Additionally, is it July when the temperature can top out at 100 degrees F and shade is a half-mile away, or is it November and a storm front is coming in? Are heaters or cooling equipment necessary?
If you don’t have corn fields in your response area, the question may be whether you can get to the 14th hole at the Country Club in the middle of winter. Can your medic unit maneuver on cart paths to access the patient?
How long will the extrication take? One, 2, 6, 12 hours? Be prepared to develop your resources for the long haul. Write down and frequently revisit your IAP. Keeping track of total incident or operational time may aid you in evaluating your IAP.
Think about rehab and swapping out crews. When will they need rest?
Additionally, your resources may need to be evaluated and changed if the incident goes from a rescue to a body recovery.
Some important questions to ask about EMS: Is field amputation plan B? If so, is a physician part of your plan to deal with this possibility? Does the victim have crush injuries? If helicopter transport is an option, are they on the ground yet? Call and update your trauma center so they can prepare.
After we take care of the patient, the event may not be over. We may need to continue the rescue to retrieve the amputated limb. If so, you’ll need to deal with packaging and transporting the limb. Don’t wait until you’re three-fourths of mile out in a corn field to figure this out.
Dealing with Family
Incidents involving serious injury are traumatic events that will affect you, your crews and your community. The family will be devastated and may need long-term support.
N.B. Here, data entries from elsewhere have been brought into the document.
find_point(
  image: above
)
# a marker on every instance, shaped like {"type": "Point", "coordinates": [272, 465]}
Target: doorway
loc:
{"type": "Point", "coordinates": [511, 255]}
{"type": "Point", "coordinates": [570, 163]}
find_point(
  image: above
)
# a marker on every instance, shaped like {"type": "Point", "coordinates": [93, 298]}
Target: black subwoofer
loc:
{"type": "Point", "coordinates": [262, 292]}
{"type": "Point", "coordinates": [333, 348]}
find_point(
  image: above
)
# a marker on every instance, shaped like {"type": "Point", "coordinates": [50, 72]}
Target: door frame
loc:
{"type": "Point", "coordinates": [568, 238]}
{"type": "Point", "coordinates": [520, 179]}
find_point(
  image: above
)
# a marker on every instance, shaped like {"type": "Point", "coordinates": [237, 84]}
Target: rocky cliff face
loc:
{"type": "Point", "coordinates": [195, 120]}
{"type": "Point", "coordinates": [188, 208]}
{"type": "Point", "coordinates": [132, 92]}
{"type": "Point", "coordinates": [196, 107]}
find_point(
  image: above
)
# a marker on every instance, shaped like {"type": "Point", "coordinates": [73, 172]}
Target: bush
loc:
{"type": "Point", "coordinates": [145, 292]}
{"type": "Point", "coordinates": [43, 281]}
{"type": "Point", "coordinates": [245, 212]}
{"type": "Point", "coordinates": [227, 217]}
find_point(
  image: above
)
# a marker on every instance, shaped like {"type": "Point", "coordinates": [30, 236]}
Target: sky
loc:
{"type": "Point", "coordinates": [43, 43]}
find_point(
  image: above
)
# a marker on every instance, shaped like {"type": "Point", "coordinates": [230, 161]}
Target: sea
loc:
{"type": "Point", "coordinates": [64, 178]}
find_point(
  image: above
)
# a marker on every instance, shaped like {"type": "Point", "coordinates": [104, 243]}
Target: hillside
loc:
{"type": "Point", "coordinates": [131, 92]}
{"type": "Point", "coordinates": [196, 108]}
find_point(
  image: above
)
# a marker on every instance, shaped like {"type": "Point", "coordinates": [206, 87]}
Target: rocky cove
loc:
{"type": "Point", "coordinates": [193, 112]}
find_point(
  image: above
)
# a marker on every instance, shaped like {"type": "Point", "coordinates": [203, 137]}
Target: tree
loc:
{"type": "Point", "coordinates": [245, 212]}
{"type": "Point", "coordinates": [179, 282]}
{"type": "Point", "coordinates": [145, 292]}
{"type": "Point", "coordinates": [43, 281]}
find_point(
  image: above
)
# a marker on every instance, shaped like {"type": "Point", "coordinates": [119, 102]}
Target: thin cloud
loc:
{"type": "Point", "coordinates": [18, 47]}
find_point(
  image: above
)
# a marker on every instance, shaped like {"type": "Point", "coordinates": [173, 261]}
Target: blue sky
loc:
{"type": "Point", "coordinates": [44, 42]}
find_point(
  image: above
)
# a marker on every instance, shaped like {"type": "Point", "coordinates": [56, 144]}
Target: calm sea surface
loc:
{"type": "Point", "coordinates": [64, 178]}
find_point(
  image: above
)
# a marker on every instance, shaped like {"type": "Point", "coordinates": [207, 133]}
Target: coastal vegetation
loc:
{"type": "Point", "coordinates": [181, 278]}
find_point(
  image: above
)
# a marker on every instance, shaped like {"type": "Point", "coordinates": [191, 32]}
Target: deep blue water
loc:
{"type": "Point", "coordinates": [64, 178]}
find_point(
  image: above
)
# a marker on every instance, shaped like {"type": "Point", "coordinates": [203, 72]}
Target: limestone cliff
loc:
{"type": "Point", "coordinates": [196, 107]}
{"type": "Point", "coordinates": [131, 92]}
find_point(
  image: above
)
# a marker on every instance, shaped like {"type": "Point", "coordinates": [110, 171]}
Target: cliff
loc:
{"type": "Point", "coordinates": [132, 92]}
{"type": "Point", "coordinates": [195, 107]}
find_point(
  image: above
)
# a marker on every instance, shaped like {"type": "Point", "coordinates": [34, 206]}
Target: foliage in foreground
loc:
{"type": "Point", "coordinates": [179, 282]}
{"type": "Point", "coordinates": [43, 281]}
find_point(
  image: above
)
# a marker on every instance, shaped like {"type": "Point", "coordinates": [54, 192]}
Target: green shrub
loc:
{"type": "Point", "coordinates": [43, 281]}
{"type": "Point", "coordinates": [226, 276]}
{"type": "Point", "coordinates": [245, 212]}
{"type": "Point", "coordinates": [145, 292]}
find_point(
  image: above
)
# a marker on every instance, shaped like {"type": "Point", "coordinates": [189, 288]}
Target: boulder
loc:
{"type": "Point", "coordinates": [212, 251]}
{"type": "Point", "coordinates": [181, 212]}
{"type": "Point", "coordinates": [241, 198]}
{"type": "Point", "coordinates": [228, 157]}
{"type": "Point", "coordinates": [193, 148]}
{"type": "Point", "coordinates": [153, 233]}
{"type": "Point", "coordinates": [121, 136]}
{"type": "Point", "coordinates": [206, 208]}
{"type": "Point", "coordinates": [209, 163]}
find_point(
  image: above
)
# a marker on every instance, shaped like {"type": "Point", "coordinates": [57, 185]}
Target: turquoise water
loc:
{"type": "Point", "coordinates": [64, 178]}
Consider this scenario: Dad runs to town for parts. His 16-year-old son is baling hay. Dad returns and finds his son entrapped in the baler.
Law enforcement may need to respond to hold dad back. However, dad may be the only technical expert on scene so he may need to be engaged. As the IC, you’ll need to assign resources (i.e., a chaplain) to meet the needs of the family. If you’re the one dealing with the family, you won’t be able to effectively run this incident.
The first time you think about machinery entanglement should not be when the tones go off for a “man injured in a silage chopper entrapment” incident. How you pre-plan and prepare for these events will dictate your success and whether you run the incident or the incident runs you.